Tuesday, February 07, 2006

Silver v Walden: The Seeds of Discontent

Putting aside for a moment the question of whether Bend activist Scott Silver files an official candidacy against strong incumbent Greg Walden (OR-2), I moved on to what I thought was the next most important question: WHY is he thinking about running against Greg Walden, the strong incumbent? I think I might have some hints as to why, presented in striking detail over the course of 15 months by Bend.com, of all places.

If you read the first piece we did on Silver yesterday, you know that he's an environmental activist with a particular axe to grind: 'fee-demo' charges at federal wilderness recreation sites. During the Clinton administration Congress passed a 'demonstration' program for three years to allow parks and forests to charge fees to cover costs of amenities and maintenance. Somewhere along the way, the demo became extended, and again, and again--and the program became a way for private concessionaires to be profitable in receiving outsourced work from the Interior and Agriculture Departments. Given free rein to charge for things in the name of "upkeep," charges suddenly began to multiply.

Fast forward to 2003, when Silver is fighting yet another extension, one that seems likely after a DeFazio-backed amendment to stop it fails. Leading a small team of demonstrators, Silver acknowledged defeat but pledged to fight on, recognizing his allies in the battle. One of those allies sounds awfully familiar:
Silver said Walden “did an excellent job of stating why Oregonians really and truly do not support fee-demo and why they want the program to end sooner rather than later.”

“He’s always been against this, but he hasn’t shown leadership, as a voice against it. It took a certain amount of guts,” Silver said, with some heavy-hitters on the opposing side on the issue, such as Norm Dicks of Washington.”
So the battle was lost, but Oregon Congresspeople seemed united in keeping Oregon wildlands under federal control freely accessible. Hallelujah!

Shuffle forward again to September 2004, and both men are singing a different tune:
A House panel’s voice vote Wednesday to proceed with new trail and parks fee legislation was hailed by Rep. Greg Walden, R-Ore., who voted in support, and lambasted as a failure of democracy by Bend fee foe Scott Silver, founder of Wild Wilderness.
The House Resources Committee passed legislation that Walden's news release said is aimed at "improving facilities and visitor opportunities on federal recreational lands by establishing parameters for usage fees based on the amount of management and maintenance on a given recreational site."

"In addition, the legislation calls for a direct reinvestment of at least 80 percent of fee receipts into site management in an effort to reduce backlog of maintenance projects and to keep these fees from being used for other government projects," said the release from Walden, who joined in support of H.R. 3283, sponsored by Rep.
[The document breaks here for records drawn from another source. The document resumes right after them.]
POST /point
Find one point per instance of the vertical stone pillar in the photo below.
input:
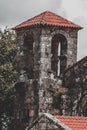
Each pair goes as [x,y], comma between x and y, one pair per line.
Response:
[45,66]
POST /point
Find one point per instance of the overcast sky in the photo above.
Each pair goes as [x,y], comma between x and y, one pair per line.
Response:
[13,12]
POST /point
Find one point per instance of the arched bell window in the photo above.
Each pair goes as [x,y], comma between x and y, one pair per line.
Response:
[59,52]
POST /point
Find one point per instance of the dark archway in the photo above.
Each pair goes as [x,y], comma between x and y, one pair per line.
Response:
[59,52]
[29,55]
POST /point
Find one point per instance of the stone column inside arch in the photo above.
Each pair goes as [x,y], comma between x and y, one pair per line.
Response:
[45,67]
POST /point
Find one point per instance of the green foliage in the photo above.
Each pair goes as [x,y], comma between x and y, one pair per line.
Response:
[7,75]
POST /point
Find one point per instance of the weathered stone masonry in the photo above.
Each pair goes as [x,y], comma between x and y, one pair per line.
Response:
[44,52]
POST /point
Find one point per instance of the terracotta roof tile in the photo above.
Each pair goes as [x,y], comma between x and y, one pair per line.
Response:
[48,18]
[73,122]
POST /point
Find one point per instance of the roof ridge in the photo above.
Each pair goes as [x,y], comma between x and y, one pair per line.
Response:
[50,19]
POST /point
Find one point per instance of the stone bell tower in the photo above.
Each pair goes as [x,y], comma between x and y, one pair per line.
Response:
[46,46]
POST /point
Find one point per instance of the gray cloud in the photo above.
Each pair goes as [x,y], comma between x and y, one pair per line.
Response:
[14,11]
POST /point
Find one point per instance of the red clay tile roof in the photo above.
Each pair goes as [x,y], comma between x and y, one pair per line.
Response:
[73,122]
[50,19]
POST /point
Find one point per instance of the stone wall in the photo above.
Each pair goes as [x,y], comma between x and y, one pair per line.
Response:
[41,87]
[75,79]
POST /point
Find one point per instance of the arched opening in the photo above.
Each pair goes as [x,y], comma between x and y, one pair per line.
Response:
[29,56]
[59,52]
[84,105]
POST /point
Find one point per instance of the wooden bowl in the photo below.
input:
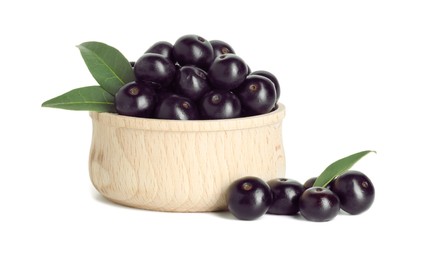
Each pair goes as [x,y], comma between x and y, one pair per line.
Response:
[182,166]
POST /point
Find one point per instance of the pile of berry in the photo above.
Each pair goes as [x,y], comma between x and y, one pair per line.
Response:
[196,79]
[250,197]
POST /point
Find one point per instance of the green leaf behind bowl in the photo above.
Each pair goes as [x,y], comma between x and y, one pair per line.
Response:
[92,98]
[107,65]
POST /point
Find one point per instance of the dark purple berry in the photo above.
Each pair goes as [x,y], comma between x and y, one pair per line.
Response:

Ralph Regula, R-Ohio.
["Bend fee foe." Hee. The urge to say 'fum' is overwhelming.]

Did someone get to Greg Walden? Or did he suddenly change his mind and decide that he liked the program after all? His arguments for it, sound suspiciously like the same ones that Silver blasted as diversionary a year previous:
Silver said he, like Walden, has “no problem paying for developed campground areas,” as long as the money is used to manage those campgrounds, or returned to the Land Water Conservation Fund, as was the case before fee-demo. “But neither are the case these days,” he said, “except for the rare campground that the Forest Service has not already given to a concessionaire to run.” The LWCF, he said, was very limited, in terms of where recreation fees could be charged, unlike the fee-demo program.
What's Walden's out? That 80% of fees in the 2004 version had to be returned to "site management." Well heck, all that means is that the money stayed on site. The fees simply become the justification for development--where things are built by in order to recoup the investment through fees. But look how proudly he touts the claimed benefits of a program he "gutsily" helped put down earlier in the same Congress!

Obviously, there's some history here. It didn't look like a bad history at one point, but the comity has assuredly gone sour, and I wouldn't be surprised if Walden's fee-demo 180 will earn him a strident--if not yet competitive--challenge. Which brings up a last point--since the story broke, the natural consensus has been that anybody challenging Walden is looking way uphill. However, even given relatively cheap airtime in his mostly rural district, $800K on hand is not a major warchest for a spirited opposition. Is it enough to win? Probably--but anything under a million at this point is surmountable.